The personal data subject has the right, under the procedure and conditions established by Georgian law, to request the Operator to clarify, block, or destroy their personal data if it is incomplete, outdated, inaccurate, illegally obtained, or not necessary for the declared purpose of processing, and to take legal measures to protect their rights.

The personal data subject has the right to withdraw their consent to the processing of personal data.

To exercise their rights and protect their legal interests, the personal data subject may contact the Operator.
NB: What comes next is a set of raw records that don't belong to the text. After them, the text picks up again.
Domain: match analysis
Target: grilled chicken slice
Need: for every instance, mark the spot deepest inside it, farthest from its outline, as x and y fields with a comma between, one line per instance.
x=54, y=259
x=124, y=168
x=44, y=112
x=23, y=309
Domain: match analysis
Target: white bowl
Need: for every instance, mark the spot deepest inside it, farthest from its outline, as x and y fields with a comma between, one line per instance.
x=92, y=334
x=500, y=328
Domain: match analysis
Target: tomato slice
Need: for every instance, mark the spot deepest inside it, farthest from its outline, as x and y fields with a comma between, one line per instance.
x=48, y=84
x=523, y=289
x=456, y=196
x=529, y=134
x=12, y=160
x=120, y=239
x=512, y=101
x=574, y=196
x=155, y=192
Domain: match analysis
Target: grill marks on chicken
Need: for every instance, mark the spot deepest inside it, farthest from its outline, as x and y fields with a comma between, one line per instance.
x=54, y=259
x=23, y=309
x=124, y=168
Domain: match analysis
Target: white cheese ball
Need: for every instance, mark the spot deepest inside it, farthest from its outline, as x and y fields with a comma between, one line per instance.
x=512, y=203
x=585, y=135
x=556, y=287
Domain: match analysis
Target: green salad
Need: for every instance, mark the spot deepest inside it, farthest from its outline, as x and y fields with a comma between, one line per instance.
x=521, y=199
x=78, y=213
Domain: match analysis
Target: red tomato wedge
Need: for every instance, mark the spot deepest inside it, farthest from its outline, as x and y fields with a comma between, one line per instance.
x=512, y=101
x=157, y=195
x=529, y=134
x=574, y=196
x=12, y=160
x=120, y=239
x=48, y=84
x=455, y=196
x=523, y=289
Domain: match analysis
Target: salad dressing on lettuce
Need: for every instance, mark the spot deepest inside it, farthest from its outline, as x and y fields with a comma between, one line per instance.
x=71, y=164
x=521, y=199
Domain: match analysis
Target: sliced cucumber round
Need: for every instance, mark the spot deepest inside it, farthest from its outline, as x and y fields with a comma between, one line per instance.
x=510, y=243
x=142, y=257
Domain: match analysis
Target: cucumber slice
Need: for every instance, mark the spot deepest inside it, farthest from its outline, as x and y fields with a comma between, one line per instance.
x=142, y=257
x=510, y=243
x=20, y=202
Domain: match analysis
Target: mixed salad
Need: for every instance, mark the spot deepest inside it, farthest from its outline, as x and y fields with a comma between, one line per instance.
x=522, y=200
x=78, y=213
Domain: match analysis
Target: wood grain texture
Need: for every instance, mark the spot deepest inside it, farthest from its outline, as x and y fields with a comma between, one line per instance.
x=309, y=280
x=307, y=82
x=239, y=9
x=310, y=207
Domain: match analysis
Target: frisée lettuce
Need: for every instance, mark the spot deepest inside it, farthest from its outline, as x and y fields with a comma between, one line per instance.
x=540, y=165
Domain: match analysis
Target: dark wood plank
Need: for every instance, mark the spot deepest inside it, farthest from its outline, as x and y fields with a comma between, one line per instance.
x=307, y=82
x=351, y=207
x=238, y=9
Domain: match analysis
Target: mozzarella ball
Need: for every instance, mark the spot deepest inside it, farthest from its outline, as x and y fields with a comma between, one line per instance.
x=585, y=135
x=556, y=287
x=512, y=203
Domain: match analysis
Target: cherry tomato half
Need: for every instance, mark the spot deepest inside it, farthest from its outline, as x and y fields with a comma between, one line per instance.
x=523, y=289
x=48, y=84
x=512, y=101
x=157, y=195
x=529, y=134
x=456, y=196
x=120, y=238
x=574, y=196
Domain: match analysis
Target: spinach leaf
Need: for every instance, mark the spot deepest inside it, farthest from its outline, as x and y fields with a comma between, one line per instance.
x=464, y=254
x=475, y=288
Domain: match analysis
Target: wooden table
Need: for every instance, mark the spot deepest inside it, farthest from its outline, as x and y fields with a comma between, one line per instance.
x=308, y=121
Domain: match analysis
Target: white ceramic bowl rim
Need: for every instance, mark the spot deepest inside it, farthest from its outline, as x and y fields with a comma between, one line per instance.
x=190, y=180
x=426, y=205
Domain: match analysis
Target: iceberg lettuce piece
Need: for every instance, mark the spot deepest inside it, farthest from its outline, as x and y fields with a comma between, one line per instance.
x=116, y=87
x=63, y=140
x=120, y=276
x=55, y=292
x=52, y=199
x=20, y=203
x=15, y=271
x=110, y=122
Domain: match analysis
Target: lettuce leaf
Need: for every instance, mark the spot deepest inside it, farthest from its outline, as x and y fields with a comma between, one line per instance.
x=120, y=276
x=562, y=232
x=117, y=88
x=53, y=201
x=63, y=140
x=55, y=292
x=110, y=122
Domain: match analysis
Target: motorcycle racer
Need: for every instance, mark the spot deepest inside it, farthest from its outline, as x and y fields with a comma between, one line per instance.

The Operator reviews and responds to appeals and complaints from personal data subjects, thoroughly investigates violations, and takes all necessary measures for their immediate correction, punishment of guilty parties, and resolution of disputed and conflict situations out of court.

If a personal data subject believes that the Operator is processing their personal data in violation of Georgian law or otherwise violates their rights and freedoms, the personal data subject may appeal the Operator’s actions or inaction to the authorized body for the protection of personal data subjects’ rights or through the courts.

The personal data subject has the right to protect their rights and legal interests, including compensation for damages and/or moral harm through the courts. 

8. Updating, Correction, Deletion, and Destruction of Personal Data, Responses to Requests for Access to Personal Data

If it is confirmed that personal data is inaccurate or unlawfully processed, the personal data must be updated by the Operator, and the processing must be terminated accordingly. 

Upon achieving the purposes of personal data processing or withdrawal of consent by the personal data subject, the personal data must be destroyed unless: 

• Otherwise provided by the contract to which the personal data subject is a party, beneficiary, or guarantor
  
• The Operator is not entitled to process the data without the personal data subject’s consent under Georgian law “On Personal Data Protection” or other laws
  
• Otherwise provided by another agreement between the Operator and the personal data subject.

The Operator must inform the personal data subject or their representative about the processing of their personal data upon request. 

Requests or appeals from personal data subjects and their representatives, as well as authorized bodies regarding inaccuracies, unlawful processing, consent withdrawal, and access to personal data, are processed by the Operator within 30 calendar days unless a shorter period is established by Georgian law.
Requests can be sent or delivered in person, by mail, email, or through courier services. The request form is arbitrary. The request must identify the person sending it and may include contact details for the response. 

9. Information about the operator, legal basis and purposes of personal data processing

The charitable foundation “Chernovetskyi Fund”, established under Georgian law, is located at: 11 Vissarion Zhgenti street, Vake district,Tbilisi, Georgia

Company identification code: 404940711.